# Algorithm Breakdown: Bayesian Optimization

## August 25, 2019 by Ritchie Vink

Not that long ago I wrote an introduction post on Gaussian Processes (GP’s), a regression technique where we condition a Gaussian prior distribution over functions on observed data. GP’s can model any function that is possible within a given prior distribution. And we don’t get a function $f$, we get a whole posterior distribution of functions $P(f|X)$.

This of course, sounds very cool and all, but there is no free lunch. GP’s have a complexity $\mathcal{O}(N^3)$, where $N$ is the number of data points. GP’s work well up to approximately 1000 data points (I should note that there are approximating solutions that scale better). This led me to believe that I wouldn’t be using them too much in real-world problems, but luckily I was very wrong!

## Bayesian Optimization

This post is about bayesian optimization (BO), an optimization technique, that gains more tractions over the past few years, as its being used to search for optimal hyperparameters in neural networks. BO is actually a useful optimization algorithm for any black-box function that is costly to evaluate. Black box, in this sense, means that we observe only the (noisy) outputs of the function and not more information that could be to our advantage (i.e. first- or second-order derivatives). By ‘costly’, we mean that the function evaluations are on a certain budget. There are resources required to evaluate the function. These resources are often time or money.

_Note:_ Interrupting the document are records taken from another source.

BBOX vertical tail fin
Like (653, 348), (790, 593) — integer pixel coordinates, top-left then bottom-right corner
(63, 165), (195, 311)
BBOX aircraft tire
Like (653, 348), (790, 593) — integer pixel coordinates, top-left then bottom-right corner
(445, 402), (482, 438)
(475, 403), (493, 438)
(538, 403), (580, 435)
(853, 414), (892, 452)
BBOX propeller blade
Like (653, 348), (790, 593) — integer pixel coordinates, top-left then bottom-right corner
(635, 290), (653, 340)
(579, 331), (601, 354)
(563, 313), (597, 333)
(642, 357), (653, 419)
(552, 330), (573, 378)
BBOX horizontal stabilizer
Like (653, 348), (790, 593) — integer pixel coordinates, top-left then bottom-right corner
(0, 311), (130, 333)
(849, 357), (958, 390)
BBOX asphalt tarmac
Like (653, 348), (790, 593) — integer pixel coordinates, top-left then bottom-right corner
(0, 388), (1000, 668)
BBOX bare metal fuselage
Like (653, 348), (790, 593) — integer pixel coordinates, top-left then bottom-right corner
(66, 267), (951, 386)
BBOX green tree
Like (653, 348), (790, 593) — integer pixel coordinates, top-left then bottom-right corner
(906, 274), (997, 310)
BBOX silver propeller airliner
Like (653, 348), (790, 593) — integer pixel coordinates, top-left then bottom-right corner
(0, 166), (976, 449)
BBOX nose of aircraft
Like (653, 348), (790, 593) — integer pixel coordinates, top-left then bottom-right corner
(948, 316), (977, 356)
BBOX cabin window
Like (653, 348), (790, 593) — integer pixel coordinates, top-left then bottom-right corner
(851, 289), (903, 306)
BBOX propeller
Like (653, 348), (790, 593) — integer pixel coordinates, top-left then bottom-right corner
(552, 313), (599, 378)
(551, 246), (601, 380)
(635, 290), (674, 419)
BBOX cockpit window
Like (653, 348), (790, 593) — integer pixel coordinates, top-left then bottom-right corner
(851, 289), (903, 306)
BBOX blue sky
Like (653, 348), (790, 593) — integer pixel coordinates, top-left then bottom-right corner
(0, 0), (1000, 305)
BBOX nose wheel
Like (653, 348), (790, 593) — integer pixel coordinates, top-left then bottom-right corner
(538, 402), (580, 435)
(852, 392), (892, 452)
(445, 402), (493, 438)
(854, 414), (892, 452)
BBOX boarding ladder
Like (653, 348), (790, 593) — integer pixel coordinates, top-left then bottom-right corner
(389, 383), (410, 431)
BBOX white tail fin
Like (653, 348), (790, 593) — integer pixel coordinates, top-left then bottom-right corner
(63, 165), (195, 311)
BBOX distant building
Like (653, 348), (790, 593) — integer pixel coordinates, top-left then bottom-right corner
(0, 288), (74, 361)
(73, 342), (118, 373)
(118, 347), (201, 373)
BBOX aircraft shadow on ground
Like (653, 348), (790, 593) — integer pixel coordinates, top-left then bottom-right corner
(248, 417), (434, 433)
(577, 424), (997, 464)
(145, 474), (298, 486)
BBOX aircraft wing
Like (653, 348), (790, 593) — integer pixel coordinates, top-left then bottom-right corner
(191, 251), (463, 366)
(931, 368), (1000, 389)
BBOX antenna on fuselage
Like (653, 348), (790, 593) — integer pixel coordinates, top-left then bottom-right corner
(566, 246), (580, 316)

Some examples where bayesian optimization can be useful are:

• Hyperparameter search for machine learning
• Parameter search for physics models
• Calibration of environmental models
• Increasing conversion rates

These subjects are time-consuming, have a large parameter space, and the implementations are ‘black-box’ as we can’t compute derivatives.

Some examples where you shouldn’t use Bayesian Optimization:

• Curve fitting
• Linear programming

For these kinds of problems, there are better optimization algorithms that can, for instance, take advantage of the shape of the function’s codomain (convex problems).

This post we are going to implement a Bayesian Optimization algorithm in Python and while doing so we are going to explore some properties of the algorithm.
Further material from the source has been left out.